Let $\delta$ be a positive self-adjoint unbounded operator and let $u$ be a unitary operator on an infinite-dimensional Hilbert space.
Is it true that $(u \delta u)^{it} = u \delta^{it} u^{*}$ for all $t \in \mathbb{R}$?
I have a computation that would indicate this is true, but I'm not sure if all the steps are actually valid.
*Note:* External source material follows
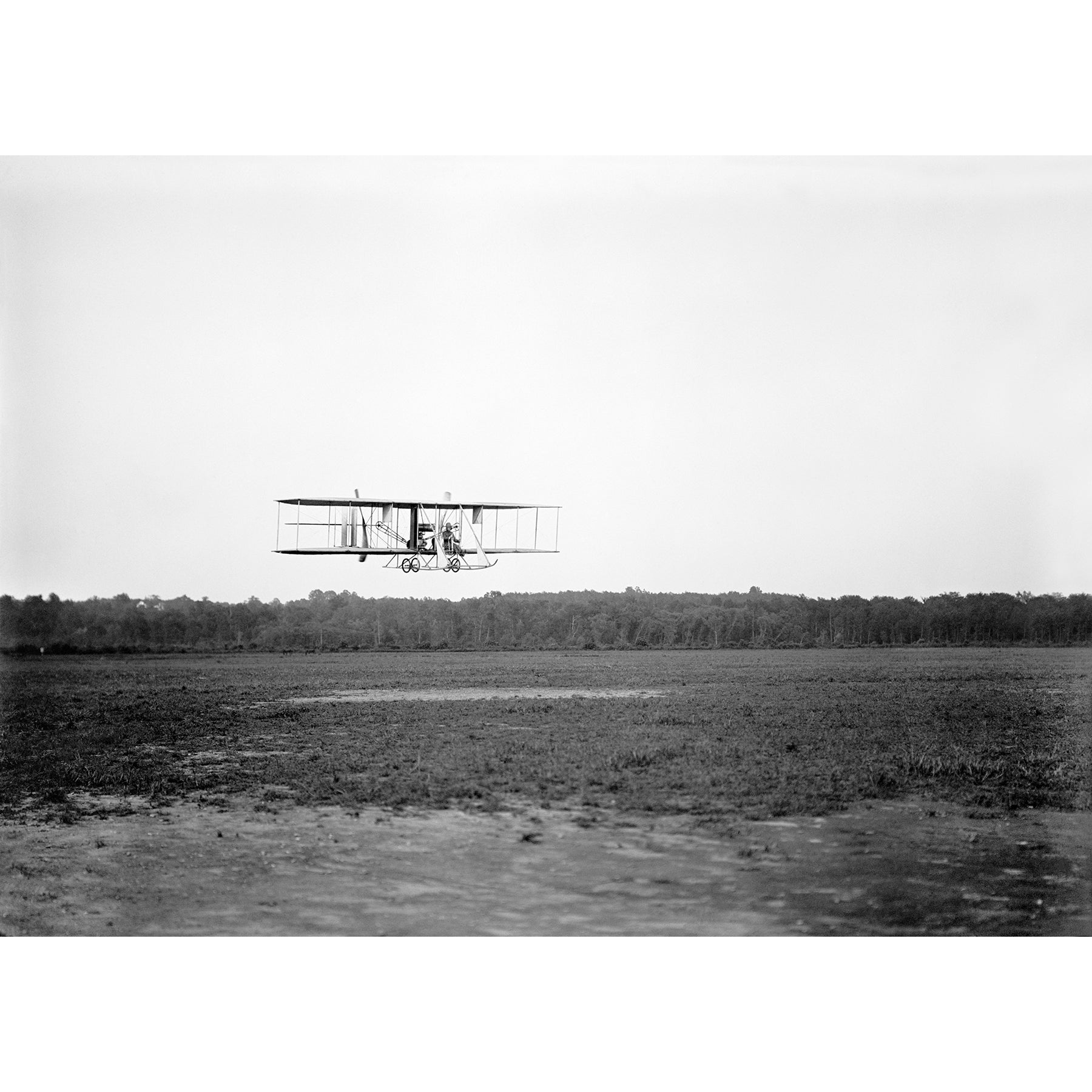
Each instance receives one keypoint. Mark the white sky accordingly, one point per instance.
(820, 376)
First, note that there exists an unbounded self-adjoint operator $A$ such that $\delta^{it} = e^{itA}$. We then have \begin{equation*} -i\frac{d}{dt}\bigg|_{t=0} (u \delta u^{*})^{it} =-i\frac{d}{dt}\bigg|_{t=0} (u e^{A} u^{*})^{it} = -i\frac{d}{dt}\bigg|_{t=0} (e^{uAu^{*}})^{it} = uAu^{*}. \end{equation*} On the other hand, we have \begin{equation*} -i\frac{d}{dt}\bigg|_{t=0} u \delta^{it} u^{*} = -i\frac{d}{dt}\bigg|_{t=0} u e^{itA} u^{*} = uAu^{*}. \end{equation*} By Stone's theorem on one-parameter unitary groups we would then conclude that indeed $(u\delta u)^{it} = u \delta^{it}u^{*}$.
I'm not sure if I'm actually allowed to conclude that $\delta = e^{A}$, and I'm also unsure about $(u e^{A} u^{*}) = e^{uAu^{*}}$.